Attempts to reach Lucca for comment were unsuccessful Friday.
Customer Anthony Rich said he pulled into the parking lot to order lunch and found a long line of cars at the drive-through. He said he got in line and waited, eventually getting up to the first window, where he commented about the long line.
An employee told him the woman was refusing to move, Rich said.
The employee told him the woman frequently comes to the restaurant and cuts in line, and that, “We’re not having it anymore, so we called the cops,” Rich said.
Lisa Powell, who owns the franchise for that McDonald’s location, said in a prepared statement that employees called deputies “after lengthy conversation with the customer” about why her actions were unsafe.
Rich said deputies soon arrived at the scene and ordered Lucca to get out of the car, but she refused. The deputies continued their orders for about 20 minutes, until they finally removed a young girl, he said.
“Two or three officers entered the car with her and started trying to forcibly drag her out of the car, and that’s when you could hear the clicking sound of the Taser one time,” Rich said. “They pulled on her a couple of times, and then they Tased (stunned) her again, and when they Tased (stunned) her the second time, she just flopped out of the car like a fish.”
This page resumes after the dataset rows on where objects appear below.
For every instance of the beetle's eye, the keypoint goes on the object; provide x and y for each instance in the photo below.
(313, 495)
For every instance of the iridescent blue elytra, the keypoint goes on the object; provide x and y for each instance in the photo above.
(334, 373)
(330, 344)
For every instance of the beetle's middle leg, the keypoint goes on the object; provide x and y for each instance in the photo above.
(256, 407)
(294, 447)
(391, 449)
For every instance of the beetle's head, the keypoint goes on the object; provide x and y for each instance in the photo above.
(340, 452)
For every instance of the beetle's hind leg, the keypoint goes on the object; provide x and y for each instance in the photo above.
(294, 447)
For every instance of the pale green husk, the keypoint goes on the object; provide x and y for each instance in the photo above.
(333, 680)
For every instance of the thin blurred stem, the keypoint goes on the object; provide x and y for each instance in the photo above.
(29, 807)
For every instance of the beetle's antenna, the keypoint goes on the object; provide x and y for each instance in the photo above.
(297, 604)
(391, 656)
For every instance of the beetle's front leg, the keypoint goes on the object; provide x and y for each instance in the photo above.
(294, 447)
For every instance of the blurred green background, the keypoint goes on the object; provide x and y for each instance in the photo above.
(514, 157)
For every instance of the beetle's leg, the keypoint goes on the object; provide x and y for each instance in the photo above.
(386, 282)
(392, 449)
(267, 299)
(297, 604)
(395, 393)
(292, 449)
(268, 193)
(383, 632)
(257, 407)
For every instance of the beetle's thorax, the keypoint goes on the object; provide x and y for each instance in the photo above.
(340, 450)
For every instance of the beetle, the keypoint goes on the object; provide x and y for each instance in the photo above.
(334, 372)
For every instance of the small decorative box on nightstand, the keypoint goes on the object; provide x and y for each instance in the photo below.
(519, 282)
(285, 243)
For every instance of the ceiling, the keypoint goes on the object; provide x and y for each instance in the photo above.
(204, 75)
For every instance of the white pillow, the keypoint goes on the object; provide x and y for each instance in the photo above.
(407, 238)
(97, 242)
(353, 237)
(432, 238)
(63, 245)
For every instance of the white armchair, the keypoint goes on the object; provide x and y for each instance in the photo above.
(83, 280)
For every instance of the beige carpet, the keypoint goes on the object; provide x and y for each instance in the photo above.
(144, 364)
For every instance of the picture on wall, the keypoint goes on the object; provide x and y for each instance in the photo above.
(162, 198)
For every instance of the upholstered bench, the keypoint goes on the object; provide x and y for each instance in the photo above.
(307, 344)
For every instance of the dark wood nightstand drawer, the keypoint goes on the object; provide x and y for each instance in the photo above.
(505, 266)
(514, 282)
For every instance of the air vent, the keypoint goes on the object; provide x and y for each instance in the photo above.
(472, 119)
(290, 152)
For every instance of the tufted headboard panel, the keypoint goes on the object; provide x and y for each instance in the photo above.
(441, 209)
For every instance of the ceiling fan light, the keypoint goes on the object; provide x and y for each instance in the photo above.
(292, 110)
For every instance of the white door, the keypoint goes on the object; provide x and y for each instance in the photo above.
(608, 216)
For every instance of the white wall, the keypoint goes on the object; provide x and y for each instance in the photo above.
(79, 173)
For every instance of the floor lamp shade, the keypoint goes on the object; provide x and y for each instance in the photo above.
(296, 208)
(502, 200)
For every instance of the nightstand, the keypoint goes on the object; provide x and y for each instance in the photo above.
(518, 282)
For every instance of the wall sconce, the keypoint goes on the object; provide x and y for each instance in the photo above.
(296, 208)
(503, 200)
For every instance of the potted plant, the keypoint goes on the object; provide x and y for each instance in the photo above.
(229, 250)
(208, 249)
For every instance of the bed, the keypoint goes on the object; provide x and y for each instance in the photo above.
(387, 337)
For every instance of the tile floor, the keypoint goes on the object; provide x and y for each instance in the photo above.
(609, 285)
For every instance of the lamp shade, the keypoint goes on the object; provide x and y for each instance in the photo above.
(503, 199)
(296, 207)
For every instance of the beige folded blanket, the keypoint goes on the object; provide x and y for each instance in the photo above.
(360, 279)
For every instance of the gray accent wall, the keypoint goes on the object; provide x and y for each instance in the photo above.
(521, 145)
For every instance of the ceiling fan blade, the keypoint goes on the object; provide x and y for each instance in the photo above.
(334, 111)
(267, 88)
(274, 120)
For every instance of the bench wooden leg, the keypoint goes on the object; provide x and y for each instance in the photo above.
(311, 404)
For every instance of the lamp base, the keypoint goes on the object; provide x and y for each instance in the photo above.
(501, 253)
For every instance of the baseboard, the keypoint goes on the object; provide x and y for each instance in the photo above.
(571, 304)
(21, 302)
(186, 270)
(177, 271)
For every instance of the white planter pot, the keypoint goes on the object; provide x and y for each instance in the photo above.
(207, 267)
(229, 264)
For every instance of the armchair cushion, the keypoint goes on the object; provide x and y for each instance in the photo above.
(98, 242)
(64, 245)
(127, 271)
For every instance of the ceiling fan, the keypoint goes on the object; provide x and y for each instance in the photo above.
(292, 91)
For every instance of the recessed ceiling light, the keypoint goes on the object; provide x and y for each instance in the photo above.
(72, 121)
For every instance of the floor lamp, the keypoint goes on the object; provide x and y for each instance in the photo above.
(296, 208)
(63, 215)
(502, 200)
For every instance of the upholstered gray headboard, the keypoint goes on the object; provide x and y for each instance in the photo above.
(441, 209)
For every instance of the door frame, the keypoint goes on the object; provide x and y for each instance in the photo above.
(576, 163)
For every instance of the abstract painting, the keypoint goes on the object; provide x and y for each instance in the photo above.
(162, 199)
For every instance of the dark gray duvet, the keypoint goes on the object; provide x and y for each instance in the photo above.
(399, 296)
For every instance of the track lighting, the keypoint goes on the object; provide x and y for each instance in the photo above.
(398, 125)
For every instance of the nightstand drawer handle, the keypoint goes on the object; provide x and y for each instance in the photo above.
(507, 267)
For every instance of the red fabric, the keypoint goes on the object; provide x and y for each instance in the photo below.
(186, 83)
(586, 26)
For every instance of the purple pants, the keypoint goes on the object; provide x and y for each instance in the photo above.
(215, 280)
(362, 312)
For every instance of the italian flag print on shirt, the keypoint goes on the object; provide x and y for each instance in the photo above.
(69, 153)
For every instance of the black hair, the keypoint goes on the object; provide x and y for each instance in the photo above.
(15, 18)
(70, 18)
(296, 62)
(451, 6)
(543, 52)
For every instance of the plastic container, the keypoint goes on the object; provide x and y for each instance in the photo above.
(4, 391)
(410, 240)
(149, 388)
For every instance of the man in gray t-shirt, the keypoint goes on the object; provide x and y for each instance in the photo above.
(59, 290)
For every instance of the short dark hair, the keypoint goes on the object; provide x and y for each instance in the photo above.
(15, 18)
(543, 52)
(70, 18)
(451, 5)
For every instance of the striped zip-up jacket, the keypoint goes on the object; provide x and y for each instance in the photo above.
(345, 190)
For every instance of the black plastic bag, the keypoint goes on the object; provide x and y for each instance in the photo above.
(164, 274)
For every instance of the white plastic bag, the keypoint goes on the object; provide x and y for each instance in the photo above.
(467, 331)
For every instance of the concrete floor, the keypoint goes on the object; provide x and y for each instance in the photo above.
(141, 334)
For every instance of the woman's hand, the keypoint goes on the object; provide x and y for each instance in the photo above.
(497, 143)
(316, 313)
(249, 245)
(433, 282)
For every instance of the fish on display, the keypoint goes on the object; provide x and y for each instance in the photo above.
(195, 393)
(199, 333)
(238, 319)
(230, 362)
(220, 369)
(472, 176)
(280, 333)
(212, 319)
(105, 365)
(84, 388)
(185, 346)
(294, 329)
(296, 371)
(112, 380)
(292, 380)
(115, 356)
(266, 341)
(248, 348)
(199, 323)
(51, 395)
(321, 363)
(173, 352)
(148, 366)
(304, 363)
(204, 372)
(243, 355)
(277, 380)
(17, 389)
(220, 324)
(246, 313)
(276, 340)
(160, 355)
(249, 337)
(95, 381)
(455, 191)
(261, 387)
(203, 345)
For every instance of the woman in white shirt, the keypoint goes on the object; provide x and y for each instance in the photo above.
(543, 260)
Lucca was charged with second-degree trespassing. Social workers took custody of her 3-year-old child who was in the car, Tanna said.
Tanna said deputies are not allowed to use Tasers on a person who simply refuses to comply with orders without danger involved, but in this case Lucca was engaging in “threatening behavior.”
“Our top priority was making sure people weren’t hurt because we didn’t know if she was going to drive the car off and run over somebody,” Tanna said. “Then there was the baby in the car we were concerned about.”
The deputies performed a “drive stun” on Lucca, a technique that does not involve firing probes into the target’s skin, she said.
A drive stun involves removing the Taser cartridge and touching the weapon directly on the skin to create a “pain compliance effect,” according to the Fayetteville Police Department’s use of force policy. A drive stun is applied to pressure points on the surface of the skin and allows officers to restrain a suspect without full incapacitation.